サマルダまでは馬車を乗り継いでいかないとたどり着けないので、この町でも同じように乗り場まで向かっている。
「もし」
バートが腕組みをしながら、ぽつりと言った。
「バーガンディーがちゃんとした任務で動いてたんなら、俺たちは誘拐犯だ」
「えっ、そんな」
「落ち着け、仮の話だよ」
つい声を上げたセシリアに笑い、彼は続ける。
「そんな奴らをほっとくはずはねぇ。遠くへ逃げちまう前に、何がなんでもとっ捕まえるだろう」
「でも、誰もこないよね。今のところ」
アストリアーデも首を巡らせて周囲を見た。あまりにも何も起こらないので、段々と動きが大胆になってきている。
バートは頷いた。
「そうだ。何でだ?」
「やっぱりあの人、悪い人だったんだよ!」
そう言い切るアストリアーデに、サリュートアは言う。
「秘密裏に動いていたっていうのは確かなんだろうね」
「んじゃ、それはそれで、何で追って来ねえのか」
「……あたしたちを泳がせてるとか?」
アストリアーデに指を突きつけられたバートは、その指先を眺めてから、アストリアーデの顔を見た。
「泳がせる意味ってあるか?」
「気づかれないように隠れてて、いきなり捕まえるとか!」
「それなら、今までもチャンスはあったよね。いくらでも」
冷静な言葉が今度は横からやって来て、彼女は指先をすとんと下ろす。
「それに俺も名乗ってっから、その線でも探せるはずなんだが」
「今のところ、そういうことはなさそうだね。やっぱり、何か公に出来ないことがあるんじゃないかな」
今度はバートの言葉を引き継ぐようにして言ったサリュートアの方へと、アストリアーデは指先を向けた。
「何か邪魔が入ったとか?」
「かもな。ま、単に見失ったとか、諦めただけかもしんねーし。どっちにしてもビクビクしても仕方ねーから、次の町で何ともなさそうだったら、宿探そうぜ」
そしてバートは、黙ったままのセシリアのほうを見る。
セシリアは少し目を閉じ一呼吸すると、仲間たちを見て静かに頷いた。
◇
「サマルダって、どんなところ?」
女はそう問われ、目を瞬かせる。
「さぁ、あたしは行ったことないからねぇ」
それから長い指先を動かし、何度かカウンターを叩いてから、思い出したように言った。
「……確か、ノルズさんが行ったことあるって言ってたけど、大したことはない、普通の町だって言ってたかな」
「そう……ありがとう」
アストリアーデは彼女に礼を言って背を向ける。
あれから数日が経ち、一行はヒスタというところまで来ていた。サマルダ行きの馬車が出る町だ。

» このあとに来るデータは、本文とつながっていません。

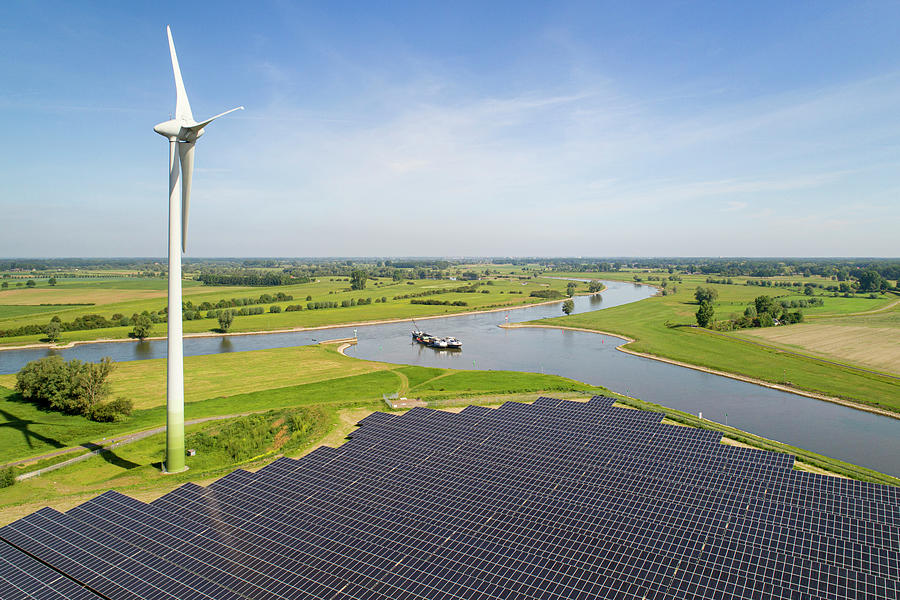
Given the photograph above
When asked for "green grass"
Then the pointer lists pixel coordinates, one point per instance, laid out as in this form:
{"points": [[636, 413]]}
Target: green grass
{"points": [[645, 322], [101, 293], [304, 376], [331, 403], [14, 311]]}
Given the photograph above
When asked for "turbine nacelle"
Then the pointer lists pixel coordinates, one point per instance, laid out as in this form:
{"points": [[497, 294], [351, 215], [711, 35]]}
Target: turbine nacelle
{"points": [[176, 130], [185, 130]]}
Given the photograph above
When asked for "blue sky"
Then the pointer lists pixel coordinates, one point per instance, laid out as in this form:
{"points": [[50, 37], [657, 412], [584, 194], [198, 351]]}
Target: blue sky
{"points": [[455, 128]]}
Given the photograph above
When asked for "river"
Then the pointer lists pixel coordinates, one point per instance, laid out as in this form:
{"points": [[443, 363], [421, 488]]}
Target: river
{"points": [[854, 436]]}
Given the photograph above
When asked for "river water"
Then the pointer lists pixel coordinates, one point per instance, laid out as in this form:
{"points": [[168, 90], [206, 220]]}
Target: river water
{"points": [[854, 436]]}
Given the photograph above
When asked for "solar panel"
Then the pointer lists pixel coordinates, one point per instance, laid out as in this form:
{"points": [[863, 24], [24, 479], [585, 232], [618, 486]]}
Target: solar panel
{"points": [[555, 499]]}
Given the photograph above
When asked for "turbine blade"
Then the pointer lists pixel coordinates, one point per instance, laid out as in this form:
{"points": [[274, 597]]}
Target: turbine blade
{"points": [[186, 154], [182, 106], [203, 124]]}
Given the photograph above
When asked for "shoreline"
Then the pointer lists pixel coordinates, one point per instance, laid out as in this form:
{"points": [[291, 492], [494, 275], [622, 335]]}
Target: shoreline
{"points": [[50, 346], [744, 378]]}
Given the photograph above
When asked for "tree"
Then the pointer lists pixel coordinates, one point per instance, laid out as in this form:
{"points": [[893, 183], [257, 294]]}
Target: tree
{"points": [[705, 314], [72, 387], [872, 281], [703, 294], [89, 383], [226, 318], [142, 326], [45, 381], [358, 279], [52, 330]]}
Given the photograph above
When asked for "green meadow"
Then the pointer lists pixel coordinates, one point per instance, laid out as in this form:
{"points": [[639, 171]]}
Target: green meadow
{"points": [[663, 326], [21, 306]]}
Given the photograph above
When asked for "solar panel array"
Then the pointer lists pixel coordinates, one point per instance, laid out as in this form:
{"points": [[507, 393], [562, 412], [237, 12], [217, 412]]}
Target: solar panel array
{"points": [[555, 499]]}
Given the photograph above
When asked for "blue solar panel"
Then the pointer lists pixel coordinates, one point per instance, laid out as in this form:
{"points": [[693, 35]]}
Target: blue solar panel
{"points": [[556, 499]]}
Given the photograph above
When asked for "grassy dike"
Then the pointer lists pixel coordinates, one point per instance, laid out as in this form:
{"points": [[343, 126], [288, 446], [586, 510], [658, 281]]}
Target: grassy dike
{"points": [[661, 326], [325, 391], [21, 307]]}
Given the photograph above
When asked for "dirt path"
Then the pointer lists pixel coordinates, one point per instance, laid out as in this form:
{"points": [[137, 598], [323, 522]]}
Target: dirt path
{"points": [[290, 330], [865, 312], [106, 446]]}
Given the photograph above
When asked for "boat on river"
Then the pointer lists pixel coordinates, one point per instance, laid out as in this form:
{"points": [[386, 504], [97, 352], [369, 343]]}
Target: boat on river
{"points": [[431, 341]]}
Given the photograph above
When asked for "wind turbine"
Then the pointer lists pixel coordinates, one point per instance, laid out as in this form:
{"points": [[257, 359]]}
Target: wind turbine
{"points": [[182, 133]]}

小さな馬車乗り場の建物は古く、閑散としている。色あせた壁に、誰かの描いた落書きが残っていた。
あれからやはり何事もなく順調に旅は進み、宿に泊まって寛いだり、町の人に話しかける余裕もようやく出てきたところだ。
サマルダのことはどこで聞いても、同じような答えしか返ってこない。それほど、特徴のない町ということなのかもしれない。
「アストリアーデ、早く!」
サリュートアに呼ばれ、急いで外へと向かう。
待っていた馬車に乗り込むと、先に席に座っていたセシリアが微笑んだ。バートは、窓の外に視線を向けている。最後にサリュートアが乗って、立て付けの悪い扉にやや苦戦しながら閉めた。
やがて馬が嘶きと共に、体に振動が伝わり出す。
町の景色が、ゆっくりと動き始めた。